RWB 03.14.08 at 3:06 pm

I bike, photograph, and blog about said biking and photographing–and I have been hassled by cops and private security guards (although never had my photos erased or camera confiscated). I hate being made to feel like a criminal when I want to take photos in public.

2

robertdfeinman 03.14.08 at 3:08 pm

There’s a nice site which summarizes US photographer’s rights.
The Photographer’s Right

It can be printed out and carried around to show people when confronted. I’ve had most of my problems with rent-a-cops, who have no legal authority, and therefore take it upon themselves to hassle people to make up for this lack.

Several restrictions put in place since 9/11 are strictly aimed at fear mongering. After 100 years will taking another picture from the Brooklyn Bridge really reveal something that isn’t already available in an existing photo?

3

Matt McGrattan 03.14.08 at 3:37 pm

The photographic press is full of dozens of stories of harassment.
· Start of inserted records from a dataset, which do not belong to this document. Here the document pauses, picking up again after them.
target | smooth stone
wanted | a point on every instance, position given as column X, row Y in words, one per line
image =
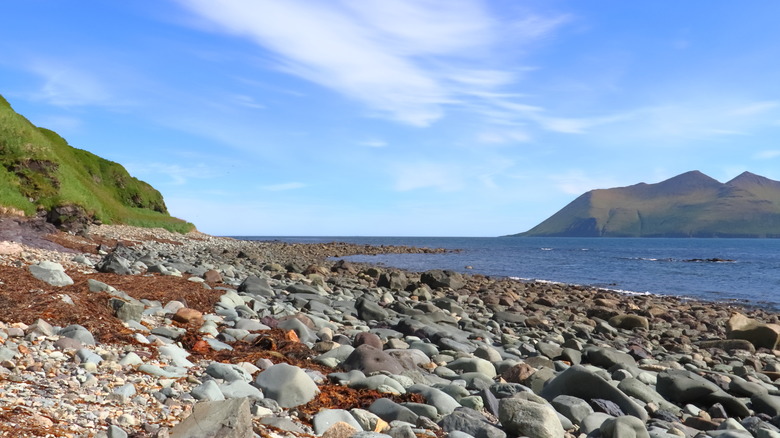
column 51, row 273
column 624, row 427
column 79, row 333
column 208, row 391
column 573, row 408
column 289, row 385
column 766, row 404
column 443, row 402
column 376, row 382
column 177, row 355
column 529, row 415
column 224, row 419
column 370, row 359
column 389, row 410
column 228, row 372
column 593, row 422
column 217, row 345
column 473, row 364
column 578, row 381
column 471, row 422
column 326, row 418
column 167, row 372
column 240, row 389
I’ve personally been harassed by private security guards when taking photos [of the exterior of a building]. The guy was pretty narked when I failed to respond positively to his demand that I ask his ‘permission’ first.

4

Barry Hunter 03.14.08 at 4:16 pm

Theres a UK version of a similar guide here:
http://www.sirimo.co.uk/ukpr.php

(which already notes the Early day motion :)

Members on out website have been subject to similar questioning over photography in public places :(

5

stet 03.14.08 at 4:37 pm

This guy (link in French) was badly bitten by cops a couple of weeks ago in Paris.

6

ajay 03.14.08 at 5:08 pm

Link doesn’t work. Badly bitten?

7

stet 03.14.08 at 6:08 pm

8

stet 03.14.08 at 6:11 pm

(Euh… beaten)

9

smaug 03.14.08 at 9:51 pm

I see no reason to complain about this.

I confront everyone who buys toothpaste and ask them for their names and addresses to protect against terrorism. Some object, but when I tell them that all of the 9/11 hijackers brushed their teeth with toothpaste, they realize that what I’m doing is essential for the war against terrorism and tooth decay.

10

Bernard Yomtov 03.14.08 at 11:33 pm

when I tell them that all of the 9/11 hijackers brushed their teeth with toothpaste..

And tell us, Smaug or whatever your name is, how you came into possession of this information.

11

vivian 03.15.08 at 12:56 am

And tell us, Smaug or whatever your name is, how you came into possession of this information

WaterPik™-boarding, obviously.

12

Will S. 03.17.08 at 4:57 am

LOL @Vivian!

13

The Constructivist 03.17.08 at 9:01 am

It’s two clicks from here to get to it, but can anyone confirm that JP Stormcrow is the author of the second parody poster Elizabeth posts on her site?

14

Stuart White 03.18.08 at 4:04 pm

I come a bit late to this topic, but I can’t resist pointing out that while the UK police have apparently become discouraging of photography by others in recent years, my experience is that the police are apparently so keen on it as a hobby that many of them have started to practice it even when on duty, e.g., at demonstrations. At one recent demo I was on (not that I attend many of them), it seemed as if around 1 police officer in 5 was taking the opportunity to take snaps of the passing demonstrators. Indeed, for the most part they seemed to have moved on from photography to film.